Sharing Failure as a Learning Model

Earlier this week there was a great tweet from my friends over at Juniper Networks about mistakes we’ve made in networking:

It got some interactions with the community, which is always nice, but it got me to thinking about how we solve problems and learn from our mistakes. I feel that we’ve reached a point where we’re learning from the things we’ve screwed up but we’re not passing it along like we used to.

Write It Down For the Future

Part of the reason why I started my blog was to capture ideas that had been floating in my head for a while. Troubleshooting steps or perhaps even ideas that I wanted to make sure I didn’t forget down the line. All of it was important to capture for the sake of posterity. After all, if you didn’t write it down did it even happen?

Along the way I found that the posts that got significant traction on my site were the ones that involved mistakes. Something I’d done that caused an issue or something I needed to look up through a lot of sources that I distilled down into an easy reference. These kinds of posts are the ones that fly right up to the top of the Google search results. They are how people know you. It could be a terminology post like defining trunks. Or perhaps it’s a question about why your SPF modules are working in a switch.

Once I realized that people loved finding posts that solved problems I made sure to write more of them down. If I found a weird error message I made sure to figure out what it was and then put it up for everyone to find. When I documented weird behaviors of BPDUGuard and BPDUFilter that didn’t match the documentation I wrote it all down, including how I’d made a mistake in the way that I interpreted things. It was just part of the experience for me. Documenting my failures and my learning process could help someone in the future. My hope was that someone in the future would find my post and learn from it like I had.

Chit Chat Channels

It used to be that when you Googled error messages you got lots of results from forum sites or Reddit or other blogs detailing what went wrong and how you fixed it. I assume that is because, just like me, people were doing their research and figuring out what went wrong and then documenting the process. Today I feel like a lot of that type of conversation is missing. I know it can’t have gone away permanently because all networking engineerings make mistakes and solve problems and someone has to know where that went, right?

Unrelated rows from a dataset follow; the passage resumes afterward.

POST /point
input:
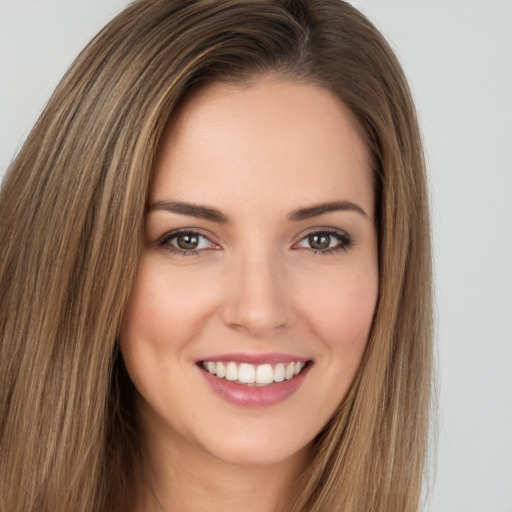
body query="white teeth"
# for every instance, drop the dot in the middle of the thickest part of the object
(260, 375)
(231, 371)
(264, 374)
(247, 373)
(221, 370)
(279, 372)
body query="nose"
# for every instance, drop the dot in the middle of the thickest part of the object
(257, 298)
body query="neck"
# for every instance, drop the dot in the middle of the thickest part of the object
(182, 477)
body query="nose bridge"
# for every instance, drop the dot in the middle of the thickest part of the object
(257, 300)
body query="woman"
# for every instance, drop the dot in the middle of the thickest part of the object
(215, 280)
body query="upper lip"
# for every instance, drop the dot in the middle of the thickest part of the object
(256, 359)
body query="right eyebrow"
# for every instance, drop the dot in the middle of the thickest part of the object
(192, 210)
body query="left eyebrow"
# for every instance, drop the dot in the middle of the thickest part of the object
(320, 209)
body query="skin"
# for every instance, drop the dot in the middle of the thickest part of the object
(255, 285)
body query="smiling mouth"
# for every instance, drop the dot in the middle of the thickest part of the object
(254, 375)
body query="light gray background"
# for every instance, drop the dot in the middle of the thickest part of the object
(458, 57)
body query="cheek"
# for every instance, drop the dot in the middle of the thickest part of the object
(341, 311)
(164, 309)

The answer came to me when I read a Reddit post about networking message boards. The suggestions in the comments weren’t about places to go to learn more. Instead, they linked to Slack channels or Discord servers where people talk about networking. That answer made me realize why the discourse around problem solving and learning from mistakes seems to have vanished.

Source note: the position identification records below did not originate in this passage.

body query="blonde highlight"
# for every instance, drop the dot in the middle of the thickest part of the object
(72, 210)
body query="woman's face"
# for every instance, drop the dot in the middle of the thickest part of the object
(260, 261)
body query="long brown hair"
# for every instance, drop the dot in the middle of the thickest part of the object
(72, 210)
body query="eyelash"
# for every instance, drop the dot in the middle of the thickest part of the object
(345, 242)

Slack and Discord are great tools for communication. They’re also very private. I’m not talking about gatekeeping or restrictions on joining. I’m talking about the fact that the conversations that happen there don’t get posted anywhere else. You can join, ask about a problem, get advice, try it, see it fail, try something else, and succeed all without ever documenting a thing. Once you solve the problem you don’t have a paper trail of all the things you tried that didn’t work. You just have the best solution that you did and that’s that.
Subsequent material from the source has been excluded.